2 – Is your buying audience well-informed about individual products?
This is where those buyer personas and conversations with your existing leads and clients can come in useful.
Generally speaking, is a visitor to your trade show booth display likely to have better-than-lay knowledge of your industry or area of specialization? The more informed your visitors are going to be, the more likely it is you’ll want to use a product-based approach.
Otherwise, as illustrated above, the solution-based approach pitches the outcome rather than the specifics, and avoids scaring off less-informed visitors with complex details they don’t understand.
3 – Do your trade show visitors have actual purchasing power?
If the answer is “no,” it’s probably a waste of time to focus too heavily on the individual products. If someone has sent an underling to do research for them, that person is unlikely to be too concerned about specific makes and models.
Such discussions virtually always boil down to the visitor asking, “Well, what can you DO for us?” That’s pretty much an open invitation for a solution-based approach. You talk to them about their needs, and attempt to describe how your systems will meet those needs.

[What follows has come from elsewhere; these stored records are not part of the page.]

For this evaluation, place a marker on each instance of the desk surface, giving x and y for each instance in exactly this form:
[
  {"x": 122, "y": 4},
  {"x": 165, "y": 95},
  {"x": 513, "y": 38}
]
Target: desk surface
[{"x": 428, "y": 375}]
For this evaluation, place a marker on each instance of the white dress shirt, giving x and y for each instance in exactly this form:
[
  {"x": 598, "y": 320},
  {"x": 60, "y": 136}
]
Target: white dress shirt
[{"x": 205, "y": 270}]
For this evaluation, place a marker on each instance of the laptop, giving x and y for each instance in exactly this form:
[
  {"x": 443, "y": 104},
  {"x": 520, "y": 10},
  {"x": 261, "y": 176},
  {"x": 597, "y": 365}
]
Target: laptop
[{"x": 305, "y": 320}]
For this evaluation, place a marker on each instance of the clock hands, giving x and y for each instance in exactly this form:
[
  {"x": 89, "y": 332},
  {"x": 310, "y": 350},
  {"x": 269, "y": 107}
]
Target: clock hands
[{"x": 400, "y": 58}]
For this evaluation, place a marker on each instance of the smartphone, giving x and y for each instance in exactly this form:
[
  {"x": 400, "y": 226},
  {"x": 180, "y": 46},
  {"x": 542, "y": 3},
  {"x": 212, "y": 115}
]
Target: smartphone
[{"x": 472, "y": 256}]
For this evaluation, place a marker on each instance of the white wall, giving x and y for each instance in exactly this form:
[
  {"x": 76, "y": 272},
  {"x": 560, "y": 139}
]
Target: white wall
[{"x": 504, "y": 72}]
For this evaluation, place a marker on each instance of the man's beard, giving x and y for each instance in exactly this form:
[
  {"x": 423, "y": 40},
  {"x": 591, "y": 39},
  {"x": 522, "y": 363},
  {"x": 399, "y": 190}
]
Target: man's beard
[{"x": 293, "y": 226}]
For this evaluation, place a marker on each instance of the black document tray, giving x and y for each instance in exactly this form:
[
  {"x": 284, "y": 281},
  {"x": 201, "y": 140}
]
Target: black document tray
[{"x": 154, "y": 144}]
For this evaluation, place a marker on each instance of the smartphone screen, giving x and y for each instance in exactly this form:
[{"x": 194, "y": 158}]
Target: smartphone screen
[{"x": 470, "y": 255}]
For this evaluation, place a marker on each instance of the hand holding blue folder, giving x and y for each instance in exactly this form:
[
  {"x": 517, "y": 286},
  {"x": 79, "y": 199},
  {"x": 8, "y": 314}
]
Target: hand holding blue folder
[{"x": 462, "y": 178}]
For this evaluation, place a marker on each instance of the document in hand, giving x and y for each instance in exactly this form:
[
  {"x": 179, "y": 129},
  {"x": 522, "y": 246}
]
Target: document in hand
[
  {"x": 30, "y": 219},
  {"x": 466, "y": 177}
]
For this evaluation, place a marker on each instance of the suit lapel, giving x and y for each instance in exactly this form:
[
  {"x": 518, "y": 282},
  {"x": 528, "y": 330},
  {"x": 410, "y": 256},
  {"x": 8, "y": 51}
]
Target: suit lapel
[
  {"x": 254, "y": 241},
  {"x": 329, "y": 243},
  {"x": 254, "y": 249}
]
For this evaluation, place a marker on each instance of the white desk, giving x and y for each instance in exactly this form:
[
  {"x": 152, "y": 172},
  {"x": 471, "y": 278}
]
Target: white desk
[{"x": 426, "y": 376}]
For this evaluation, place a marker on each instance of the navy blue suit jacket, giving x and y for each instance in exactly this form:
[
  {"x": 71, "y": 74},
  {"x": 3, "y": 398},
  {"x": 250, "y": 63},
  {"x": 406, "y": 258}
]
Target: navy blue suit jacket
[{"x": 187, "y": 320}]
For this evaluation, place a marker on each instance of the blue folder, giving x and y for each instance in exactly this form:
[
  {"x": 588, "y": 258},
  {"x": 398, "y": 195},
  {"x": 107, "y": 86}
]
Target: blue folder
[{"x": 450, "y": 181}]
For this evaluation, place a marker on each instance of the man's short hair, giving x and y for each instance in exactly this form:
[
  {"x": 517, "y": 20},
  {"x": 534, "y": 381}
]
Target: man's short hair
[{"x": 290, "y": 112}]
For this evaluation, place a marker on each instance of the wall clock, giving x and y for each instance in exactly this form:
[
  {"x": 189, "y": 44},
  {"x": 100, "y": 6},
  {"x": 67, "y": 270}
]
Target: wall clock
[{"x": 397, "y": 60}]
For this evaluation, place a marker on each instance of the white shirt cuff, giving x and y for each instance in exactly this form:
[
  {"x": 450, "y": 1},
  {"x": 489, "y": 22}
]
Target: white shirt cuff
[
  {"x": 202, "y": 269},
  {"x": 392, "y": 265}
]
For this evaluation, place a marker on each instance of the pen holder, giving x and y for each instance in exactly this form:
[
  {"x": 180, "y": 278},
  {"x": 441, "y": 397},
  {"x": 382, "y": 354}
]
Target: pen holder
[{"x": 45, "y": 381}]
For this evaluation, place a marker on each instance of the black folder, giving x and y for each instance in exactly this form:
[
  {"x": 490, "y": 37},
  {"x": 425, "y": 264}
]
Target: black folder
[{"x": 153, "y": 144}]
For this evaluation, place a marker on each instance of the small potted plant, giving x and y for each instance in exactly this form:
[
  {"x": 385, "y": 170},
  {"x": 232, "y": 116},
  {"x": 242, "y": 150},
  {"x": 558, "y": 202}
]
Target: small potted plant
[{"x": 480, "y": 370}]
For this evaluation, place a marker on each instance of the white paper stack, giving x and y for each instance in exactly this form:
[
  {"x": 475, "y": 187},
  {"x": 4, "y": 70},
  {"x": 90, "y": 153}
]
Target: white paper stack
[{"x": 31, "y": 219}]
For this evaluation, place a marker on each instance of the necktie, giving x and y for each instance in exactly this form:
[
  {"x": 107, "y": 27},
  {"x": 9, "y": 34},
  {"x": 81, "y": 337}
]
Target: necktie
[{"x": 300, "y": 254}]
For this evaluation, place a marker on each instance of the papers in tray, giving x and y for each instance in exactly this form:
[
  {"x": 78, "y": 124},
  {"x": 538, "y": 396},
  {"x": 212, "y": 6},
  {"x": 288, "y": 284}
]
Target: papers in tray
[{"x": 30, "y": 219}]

In these cases, specific product discussions will happen further down the line, when your sales team starts working on the leads you pick up. There’s no reason to jump the gun on this – let the “hard sell” happen in its own time, when you’re talking to someone who is actively searching for your solution and can actually sign a check.
4 – Are They Asking “Why?” or “How?”
This is another case where the language your visitors use can give you a big clue as to which approaches to deploy.
Simply put, if a visitor’s questions center on “Why should I choose you?” then that’s a call for a solution-based approach. It’s the opportunity for your best Big Picture spiel and to paint that picture of a glorious future that includes your product line.
On the other hand, if the questions are more pragmatic, along the lines of “How do your products deliver on these promises?” then that’s your clue to start pitching specific items. If a buyer is asking about implementation and mechanics, in all likelihood, they don’t need to be sold on a grand vision.
They need to be sold on a specific implementation, and that means talking product.
Consider Your Buyer Psychology Going Forward At Trade Shows
Obviously, this isn’t an all-or-nothing situation. A good trade show display will have a mix of big- and little-picture messaging, but it can definitely be tilted in one direction or the other based on what you expect from your expo booth visitors.
Online hosting – like “virtual” trade show displays – also expand your options here. For example, you might put the product-heavy literature online, while keeping the fluffier materials in the physical trade show display. This is often a good “best of both worlds” solution, if you’re unsure as to your direction.
However, if you keep building good buyer personas and keep in touch with your customers, you should be able to start quickly deciding for yourself whether a product- or solution-based pitch is more likely to resonate with them.